The Renaissance left a dent in Florentine culture and through generations, it has turned into a valley. Vivid remnants of the 1500s are still texturally, sensationally alive here: despite Florence’s abundance of kitschy gelaterias and the “David” themed tourist shops, the overwhelming grandeur of Renaissance influence breathes renewed artistic devotion into the city even now.

But no-one talks about the entirely male-dominated aspect of Renaissance art, so I was floored by the work of the women behind Advancing Women Artists, whose defining ambition is to put themselves in the shoes of these paintresses forgotten by history. As of today, 20 paintings and drawings of Nelli’s are confirmed to her name. When Advancing Women Artists first restored a work by Nelli in 2006, there were only three.

Imagine how many masterpieces have languished in obscurity over the generations, cast aside because the names they bore were female.

Nelli’s Last Supper was kept in her convent of Santa Caterina until 1817, following the Napoleonic suppression of religious orders throughout Europe. The painting was then transferred to the monastery of Santa Maria Novella, where it remained in storage deposits for nearly 200 years.

Nelli is not alone because we are here today. Her prayer is for us, and for her recognition in the world

In 2015, thanks to the collective effort of Advancing Women Artists, the Municipality of Florence, Florentine Civic Museums, and the Dominican friars of the Monastery of Santa Maria Novella, the project of restoring Nelli’s masterpiece began. She worked with eight artists in her studio to create the original painting. Five centuries later, hundreds of people worked together to make the restoration of her artwork possible.

Though the press conference was conducted in Italian, an English translator conveyed the ideas of the four women representing the project. Silvia Colucci, the curator of Santa Maria Novella Museum, described the process of restoring the piece and the impact of an all-woman team working up close with the painting. Conservator Rossella Lari marvelled at having followed the same process as Nelli, “placing my brush exactly where she had”, and being able to truly appreciate the striking details of the painting’s life-sized figures.

The painting is housed now in the Santa Maria Novella Museum refectory, where it looms large and stately beneath the high-arched roof. Sunlight floods the room.

Outside, I watched clouds pass across an electric blue sky and imagined the same sky behind this same ornate church 500 years ago, when Plautilla Nelli might also have looked up at its grandeur and felt small beneath it. But I was there as a woman of the 21st century, Nikon camera and cell phone in hand, while she was a nun of the Renaissance, a self-taught painter whose giftedness was not enough to outweigh the fact of her gender.

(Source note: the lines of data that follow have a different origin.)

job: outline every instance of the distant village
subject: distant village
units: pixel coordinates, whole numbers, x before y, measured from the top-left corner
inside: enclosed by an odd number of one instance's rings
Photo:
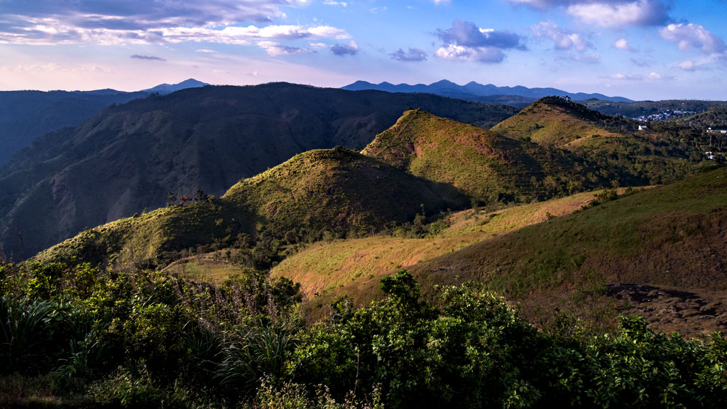
[[[694,111],[675,109],[673,111],[667,111],[664,112],[659,112],[657,114],[651,114],[651,115],[642,115],[641,116],[633,118],[633,119],[635,119],[640,122],[648,122],[648,121],[668,121],[670,119],[673,119],[674,118],[676,117],[689,116],[691,115],[696,115],[696,111]]]

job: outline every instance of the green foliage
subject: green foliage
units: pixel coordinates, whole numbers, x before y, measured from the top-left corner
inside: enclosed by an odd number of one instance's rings
[[[685,340],[638,317],[615,335],[567,320],[545,332],[472,283],[439,288],[434,308],[406,270],[381,281],[383,301],[353,310],[340,298],[330,320],[305,327],[297,286],[260,271],[214,287],[113,271],[89,284],[83,265],[3,267],[20,277],[4,278],[0,298],[0,387],[17,370],[48,376],[53,393],[81,393],[87,407],[727,404],[721,334]],[[55,278],[35,291],[43,274]]]

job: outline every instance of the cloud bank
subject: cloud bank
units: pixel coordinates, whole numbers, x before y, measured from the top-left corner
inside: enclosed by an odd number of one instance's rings
[[[435,34],[443,43],[435,55],[446,60],[501,63],[505,58],[504,50],[525,49],[515,33],[481,28],[463,20],[455,20],[451,28],[437,30]]]

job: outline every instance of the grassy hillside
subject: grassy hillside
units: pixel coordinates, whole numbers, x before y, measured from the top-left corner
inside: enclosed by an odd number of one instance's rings
[[[567,285],[587,271],[608,282],[727,290],[718,257],[727,254],[725,188],[727,169],[705,172],[523,229],[416,270],[430,282],[456,271],[513,295]]]
[[[536,321],[545,311],[575,302],[582,314],[606,311],[612,318],[617,313],[614,309],[621,309],[620,314],[638,312],[663,330],[692,335],[724,330],[726,188],[727,169],[721,168],[483,239],[438,257],[422,258],[409,270],[425,293],[435,285],[482,283],[513,301],[523,302],[526,315]],[[361,247],[358,251],[365,254],[369,247]],[[299,261],[305,260],[305,252],[300,257]],[[321,269],[335,271],[336,263],[345,265],[343,261],[334,261],[333,268]],[[304,271],[311,271],[301,264]],[[395,268],[392,266],[390,272]],[[288,270],[292,274],[297,271],[292,266]],[[335,274],[332,272],[334,277]],[[310,277],[313,279],[308,279],[315,285],[316,275]],[[337,287],[330,286],[321,297],[312,299],[309,311],[315,314],[317,306],[343,294],[361,305],[381,295],[375,274],[337,279]]]
[[[421,110],[409,111],[364,151],[413,175],[451,184],[477,201],[528,201],[552,196],[547,177],[597,184],[574,171],[572,157]],[[598,182],[595,180],[595,182]]]
[[[88,229],[40,253],[43,261],[164,266],[184,253],[238,245],[261,229],[340,236],[377,231],[426,209],[462,207],[466,196],[343,148],[299,154],[234,185],[220,199],[177,204]]]
[[[272,274],[300,282],[301,290],[310,298],[359,278],[377,281],[396,269],[569,214],[593,199],[593,193],[589,192],[497,212],[463,210],[446,218],[446,229],[423,238],[378,236],[319,242],[286,258],[273,269]],[[201,262],[215,265],[209,261]]]
[[[417,107],[485,127],[515,111],[281,83],[205,87],[110,107],[36,139],[0,170],[0,247],[17,260],[85,228],[162,207],[169,191],[221,195],[306,151],[363,148]]]
[[[678,124],[656,124],[638,130],[637,125],[563,98],[547,97],[492,130],[569,151],[593,170],[586,170],[590,172],[587,179],[610,172],[615,186],[670,183],[712,166],[704,155],[701,130]]]
[[[621,138],[636,126],[558,97],[541,98],[492,130],[542,145],[566,147],[599,138]]]

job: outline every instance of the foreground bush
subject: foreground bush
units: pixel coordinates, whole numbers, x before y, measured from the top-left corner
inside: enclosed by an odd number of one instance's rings
[[[260,271],[212,286],[88,266],[0,269],[9,407],[40,399],[28,389],[88,407],[727,405],[720,334],[685,340],[638,317],[616,335],[545,333],[472,284],[441,288],[435,309],[405,271],[382,280],[383,301],[353,311],[338,300],[306,327],[297,287]]]

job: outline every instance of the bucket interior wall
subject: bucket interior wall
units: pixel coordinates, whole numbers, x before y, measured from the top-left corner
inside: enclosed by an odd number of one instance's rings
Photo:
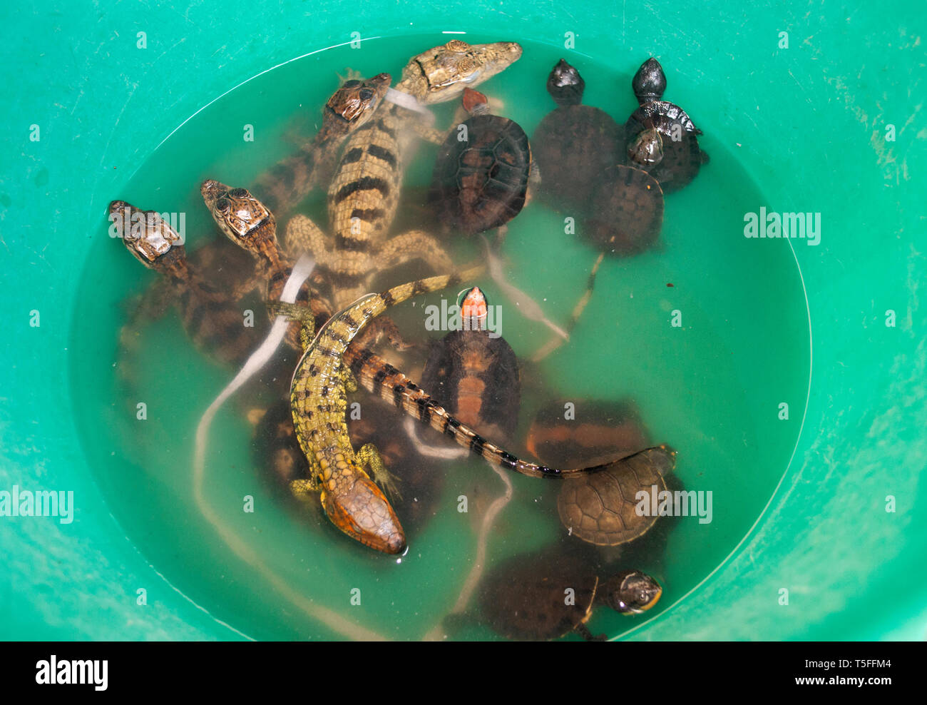
[[[16,86],[0,106],[14,143],[0,156],[0,489],[72,490],[76,514],[70,525],[0,523],[0,635],[241,636],[146,561],[82,448],[70,378],[70,348],[86,323],[73,315],[86,264],[80,243],[97,237],[112,194],[184,118],[277,64],[356,36],[433,33],[438,44],[466,37],[442,32],[485,37],[491,28],[499,40],[573,41],[565,55],[629,68],[659,57],[690,104],[700,91],[712,97],[700,105],[700,127],[760,186],[768,202],[757,209],[820,213],[820,244],[793,243],[812,340],[807,408],[803,416],[800,400],[789,421],[801,425],[794,455],[743,541],[630,638],[923,637],[927,28],[919,6],[683,0],[567,12],[546,2],[328,0],[316,12],[284,0],[138,14],[126,4],[55,5],[5,17],[0,46],[6,85]],[[29,139],[33,125],[39,141]],[[723,246],[721,237],[705,243]],[[100,354],[109,344],[100,341]]]

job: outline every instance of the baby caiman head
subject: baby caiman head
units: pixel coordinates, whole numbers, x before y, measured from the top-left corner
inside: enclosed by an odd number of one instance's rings
[[[267,207],[247,188],[207,179],[199,187],[206,207],[225,237],[251,252],[276,247],[277,224]]]
[[[155,211],[124,200],[109,203],[109,234],[148,269],[168,271],[186,257],[184,238]]]
[[[370,120],[392,80],[388,73],[378,73],[342,83],[323,109],[321,139],[343,137]]]
[[[515,42],[471,45],[451,39],[413,58],[402,70],[400,90],[420,103],[444,103],[505,70],[521,58]]]
[[[328,519],[365,546],[393,555],[402,553],[405,532],[387,496],[363,472],[351,475],[349,481],[332,479],[330,486],[323,489],[322,506]],[[349,487],[342,490],[341,483]]]
[[[605,582],[605,601],[616,612],[640,614],[660,600],[663,588],[640,570],[622,570]]]

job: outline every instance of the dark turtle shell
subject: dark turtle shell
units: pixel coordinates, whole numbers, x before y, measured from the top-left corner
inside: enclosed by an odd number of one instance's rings
[[[651,174],[629,166],[606,173],[591,199],[591,214],[579,234],[617,255],[642,252],[660,236],[663,190]]]
[[[654,137],[649,136],[654,135],[652,131],[659,134],[663,151],[663,158],[656,163],[639,156],[654,151],[651,147]],[[666,100],[644,103],[625,123],[629,162],[647,170],[666,193],[678,191],[695,178],[707,160],[698,146],[696,135],[701,134],[678,105]]]
[[[584,468],[637,453],[651,444],[637,407],[630,402],[574,402],[574,417],[564,417],[567,400],[544,404],[527,433],[527,449],[552,468]]]
[[[590,618],[598,585],[595,570],[570,554],[515,556],[483,580],[480,615],[510,639],[556,639]]]
[[[637,512],[639,492],[667,489],[664,475],[676,465],[665,445],[648,448],[613,468],[565,481],[557,498],[560,520],[571,535],[596,545],[618,545],[640,538],[656,516]]]
[[[555,208],[586,206],[603,172],[624,161],[623,128],[603,110],[579,104],[585,84],[560,59],[547,79],[547,91],[560,107],[540,121],[531,139],[539,196]]]
[[[598,108],[571,105],[548,113],[532,139],[539,197],[555,208],[585,206],[603,173],[624,161],[623,144],[621,126]]]
[[[434,343],[423,390],[481,435],[502,442],[514,433],[521,402],[518,358],[487,330],[454,330]]]
[[[474,115],[444,141],[432,177],[431,200],[445,229],[476,235],[514,218],[525,205],[531,148],[515,122]]]

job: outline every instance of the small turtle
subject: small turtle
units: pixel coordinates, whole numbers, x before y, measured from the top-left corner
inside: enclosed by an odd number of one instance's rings
[[[421,387],[487,438],[508,440],[518,423],[521,384],[512,347],[486,327],[486,297],[474,287],[461,303],[463,329],[431,350]]]
[[[592,298],[599,267],[606,254],[628,257],[651,248],[663,226],[663,189],[647,172],[632,166],[616,165],[606,172],[593,191],[589,214],[579,224],[579,236],[601,251],[592,264],[586,290],[566,324],[572,333],[582,312]],[[560,345],[554,339],[532,358],[543,359]]]
[[[644,61],[631,81],[641,104],[625,123],[628,159],[660,182],[667,193],[678,191],[695,178],[708,155],[698,146],[702,134],[685,110],[661,100],[667,76],[655,58]]]
[[[554,207],[586,206],[609,167],[624,160],[624,128],[598,108],[581,105],[586,82],[564,59],[547,79],[559,108],[548,113],[531,139],[541,182],[540,198]]]
[[[597,602],[621,614],[640,614],[660,599],[663,589],[640,570],[605,578],[575,556],[553,553],[515,556],[492,569],[479,590],[480,619],[510,639],[549,640],[586,627]]]
[[[639,492],[667,489],[664,476],[676,453],[666,445],[647,448],[614,468],[564,482],[557,497],[560,520],[570,534],[595,545],[619,545],[641,537],[658,517],[637,512]]]
[[[663,189],[633,166],[614,166],[595,189],[581,237],[609,254],[638,254],[660,237]]]
[[[471,117],[441,146],[429,199],[443,227],[476,235],[521,212],[531,147],[517,123],[489,114],[483,94],[465,88],[464,108]]]

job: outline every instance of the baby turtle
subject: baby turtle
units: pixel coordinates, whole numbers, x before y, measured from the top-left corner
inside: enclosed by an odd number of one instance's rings
[[[644,61],[631,81],[641,107],[625,123],[628,159],[650,172],[667,193],[678,191],[695,178],[708,155],[698,146],[701,135],[685,110],[661,100],[667,76],[655,58]]]
[[[637,512],[639,492],[667,489],[664,475],[676,465],[666,445],[647,448],[614,468],[564,482],[557,498],[560,520],[571,535],[595,545],[619,545],[649,532],[658,517]]]
[[[650,248],[663,226],[663,189],[633,166],[614,166],[592,196],[580,236],[606,254],[627,256]]]
[[[486,297],[474,287],[461,303],[463,328],[434,345],[421,387],[464,424],[490,439],[510,439],[518,423],[518,359],[486,327]]]
[[[646,573],[621,570],[607,577],[575,556],[554,553],[515,556],[496,566],[480,587],[481,620],[509,639],[549,640],[586,627],[597,603],[621,614],[640,614],[660,599],[663,589]]]
[[[598,108],[581,105],[586,82],[564,59],[547,79],[559,106],[535,130],[531,144],[540,172],[538,192],[556,208],[586,206],[609,167],[624,161],[624,128]]]
[[[483,94],[465,88],[464,108],[472,117],[441,146],[429,198],[445,229],[476,235],[521,212],[531,147],[517,123],[489,114]]]

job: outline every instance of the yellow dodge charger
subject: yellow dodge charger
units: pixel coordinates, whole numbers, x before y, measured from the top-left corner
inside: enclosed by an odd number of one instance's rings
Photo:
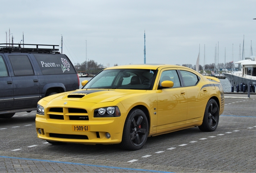
[[[182,66],[116,66],[82,84],[39,101],[38,138],[54,145],[120,143],[136,150],[149,137],[195,126],[214,131],[224,110],[219,80]]]

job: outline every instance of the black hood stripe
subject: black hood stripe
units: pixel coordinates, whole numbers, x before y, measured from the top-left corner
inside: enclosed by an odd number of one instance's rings
[[[69,94],[70,95],[86,95],[89,94],[91,94],[94,93],[96,93],[97,92],[103,91],[105,90],[83,90],[83,91],[79,91],[76,92],[74,92],[73,93],[71,93]]]

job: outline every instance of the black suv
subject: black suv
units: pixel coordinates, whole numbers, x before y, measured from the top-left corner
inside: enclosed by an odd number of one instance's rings
[[[76,71],[57,46],[0,44],[0,118],[35,110],[43,97],[79,89]]]

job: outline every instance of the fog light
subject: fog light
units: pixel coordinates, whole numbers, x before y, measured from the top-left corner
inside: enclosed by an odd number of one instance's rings
[[[106,138],[107,139],[110,138],[110,134],[108,133],[106,133],[106,134],[105,134],[105,136],[106,137]]]

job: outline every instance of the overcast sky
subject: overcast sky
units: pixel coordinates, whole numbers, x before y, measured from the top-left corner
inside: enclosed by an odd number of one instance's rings
[[[225,48],[226,62],[236,62],[244,35],[245,56],[251,42],[256,55],[255,0],[1,1],[1,43],[9,28],[14,43],[24,33],[24,43],[60,45],[62,35],[73,64],[143,64],[145,30],[147,63],[194,65],[200,45],[203,65],[204,44],[205,63],[214,63],[218,43],[219,62]]]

I felt a chasmic distance between the kind of life she led and the one I lead now. I will never paint a masterpiece like hers, but if I did, I surely wouldn’t be made invisible behind it for centuries to come.

She accompanied her signature — already an unusual addition to a painting in the Renaissance — with the phrase “Orate pro Pictora”, meaning “pray for the paintress”. She saw herself as not merely a nun, but as an artist. A paintress, one who was capable of creating tremendous, achingly beautiful, 21-foot canvas paintings. This was how Nelli wished to be remembered.

Falcone concluded the press conference by referring to this unique signature. “Nelli is not alone because we are here today. Her prayer is for us, and for her recognition in the world,” she said.